Im WHI-Untersuchungskollektiv mit extrem übergewichtigen Frauen (durchschnittlicher BMI > 30 kg/m2 = Adipositas) war nämlich in der Altersgruppe 50 - 59 Jahre das relative Risiko koronarer Herzerkrankungen um 44 % reduziert, wobei die Signifikanzschwelle knapp verfehlt wurde (CI = 0,30 - 1,03). Man kann sich vorstellen, dass eine Einteilung der Gruppen nach dem Menopausealter (und damit nach der Dauer des Estrogenmangels) einen signifikanten Schutzeffekt zeigen würde.
Weitaus interessanter ist der Befund zum Brustkrebsrisiko: Mit der Dauer der Estrogenbehandlung nimmt das relative Risiko des Mammakarzinoms in konsistenter Weise ab, sodass nach 6, 8 Jahren insgesamt eine Reduktion um 23 % festgestellt wird. Auch hier wird die Signifikanzschwelle knapp verfehlt (CI = 0,59 - 1,01).
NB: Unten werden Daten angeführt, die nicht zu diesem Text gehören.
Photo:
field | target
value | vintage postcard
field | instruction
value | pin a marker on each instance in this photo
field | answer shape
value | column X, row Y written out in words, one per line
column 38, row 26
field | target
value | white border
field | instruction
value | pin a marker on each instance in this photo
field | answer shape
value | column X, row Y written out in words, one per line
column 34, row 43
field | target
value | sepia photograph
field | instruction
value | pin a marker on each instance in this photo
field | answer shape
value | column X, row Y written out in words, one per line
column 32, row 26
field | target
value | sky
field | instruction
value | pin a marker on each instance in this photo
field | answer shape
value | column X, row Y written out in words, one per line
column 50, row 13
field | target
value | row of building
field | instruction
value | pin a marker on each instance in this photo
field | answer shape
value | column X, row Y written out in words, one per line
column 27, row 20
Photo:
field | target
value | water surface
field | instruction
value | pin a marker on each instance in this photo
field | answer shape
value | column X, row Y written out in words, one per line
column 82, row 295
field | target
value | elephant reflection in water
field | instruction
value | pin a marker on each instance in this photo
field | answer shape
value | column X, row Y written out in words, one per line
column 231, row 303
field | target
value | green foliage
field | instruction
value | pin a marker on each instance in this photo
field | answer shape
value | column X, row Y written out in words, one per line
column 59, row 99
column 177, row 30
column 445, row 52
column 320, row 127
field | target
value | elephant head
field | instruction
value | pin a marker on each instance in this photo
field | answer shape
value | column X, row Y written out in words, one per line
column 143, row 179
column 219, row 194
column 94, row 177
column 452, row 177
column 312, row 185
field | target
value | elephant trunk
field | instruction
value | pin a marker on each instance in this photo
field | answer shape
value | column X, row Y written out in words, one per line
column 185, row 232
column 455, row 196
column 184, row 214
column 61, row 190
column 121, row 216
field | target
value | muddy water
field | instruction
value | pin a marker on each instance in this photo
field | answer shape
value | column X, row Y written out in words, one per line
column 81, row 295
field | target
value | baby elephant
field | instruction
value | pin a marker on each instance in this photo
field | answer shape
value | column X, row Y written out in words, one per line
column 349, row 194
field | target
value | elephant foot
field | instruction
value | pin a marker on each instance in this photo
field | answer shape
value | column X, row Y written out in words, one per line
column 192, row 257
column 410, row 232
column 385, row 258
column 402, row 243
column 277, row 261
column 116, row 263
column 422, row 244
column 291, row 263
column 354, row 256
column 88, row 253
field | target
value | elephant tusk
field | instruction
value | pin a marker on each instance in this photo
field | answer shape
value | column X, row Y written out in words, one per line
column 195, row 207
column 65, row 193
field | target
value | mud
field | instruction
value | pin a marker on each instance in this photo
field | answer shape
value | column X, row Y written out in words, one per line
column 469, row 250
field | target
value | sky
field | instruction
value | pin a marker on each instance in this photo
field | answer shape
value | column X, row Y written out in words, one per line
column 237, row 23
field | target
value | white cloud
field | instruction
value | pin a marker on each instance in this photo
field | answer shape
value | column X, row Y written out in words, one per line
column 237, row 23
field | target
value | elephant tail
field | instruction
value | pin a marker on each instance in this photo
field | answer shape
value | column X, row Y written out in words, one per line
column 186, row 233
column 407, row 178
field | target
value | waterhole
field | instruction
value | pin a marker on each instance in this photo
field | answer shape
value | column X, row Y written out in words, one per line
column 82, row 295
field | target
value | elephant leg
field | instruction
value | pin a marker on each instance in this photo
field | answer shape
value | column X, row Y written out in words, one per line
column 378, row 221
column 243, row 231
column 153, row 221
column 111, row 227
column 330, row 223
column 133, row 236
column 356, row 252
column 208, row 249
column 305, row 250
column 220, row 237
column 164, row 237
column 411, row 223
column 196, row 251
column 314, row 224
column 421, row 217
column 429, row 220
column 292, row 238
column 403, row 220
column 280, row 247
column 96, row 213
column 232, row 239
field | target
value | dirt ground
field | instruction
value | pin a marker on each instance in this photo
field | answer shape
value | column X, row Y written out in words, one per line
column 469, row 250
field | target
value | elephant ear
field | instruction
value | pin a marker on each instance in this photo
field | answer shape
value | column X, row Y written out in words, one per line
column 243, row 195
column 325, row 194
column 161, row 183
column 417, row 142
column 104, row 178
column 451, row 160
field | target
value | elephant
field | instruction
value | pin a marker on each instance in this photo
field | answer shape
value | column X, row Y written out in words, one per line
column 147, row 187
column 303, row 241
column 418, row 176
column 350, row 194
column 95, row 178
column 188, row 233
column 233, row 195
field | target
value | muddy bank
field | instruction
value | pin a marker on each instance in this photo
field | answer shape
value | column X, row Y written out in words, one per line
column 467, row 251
Man kann sich des Eindrucks nicht erwehren, dass diese günstigen Ergebnisse signifikant geworden wären, wäre die Studie - gegen das Votum des für die Sicherheit zuständigen Gremiums und gegen den Willen der verantwortlichen Studienleiterin - nicht um ein Jahr zu früh abgebrochen worden. Der Estrogen/Gestagen-Arm der WHI-Studie hatte bereits zuvor gezeigt, dass das Mammakarzinomrisiko nach 5, 6 Jahren Therapie bei denjenigen Frauen nicht erhöht ist, welche vor Studienbeginn keine Hormone erhalten hatten (immerhin 75 % aller Teilnehmerinnen) und dass der bei den restlichen Frauen gefundene Anstieg vermutlich ein Artefakt darstellt (da er auf einer extrem niedrigen Inzidenz in der Placebogruppe beruht, die keine altersabhängige Zunahme zeigt).
Der aus sechs gynäkologischen Endokrinologen bestehende Zürcher Gesprächskreis, der seit 1986 regelmässig Empfehlungen zur hormonalen Kontrazeption und Hormonsubstitution veröffentlicht, hat im Oktober 2003 eine neue Stellungnahme zur Hormonersatztherapie erarbeitet. Bei rechtzeitigem Beginn der Hormontherapie, normalerweise in der Peri- oder frühen Postmenopause, bei Beachtung der Kontraindikationen und einer individuellen Verordnung überwiegt der Nutzen eindeutig die Risiken.
Diese Empfehlungen waren die Grundlage für die «Practical recommendations for hormone replacement therapy in the peri- und postmenopause», die im Februar 2004 während eines zweitägiggen Meetings von 25 internationalen Experten ausgearbeitet wurden und die wichtigsten Punkte zur Praxis der Hormontherapie, zur Nutzen/Risiko-Abwägung und zu den Indikationen und Kontraindikationen zusammenfassen.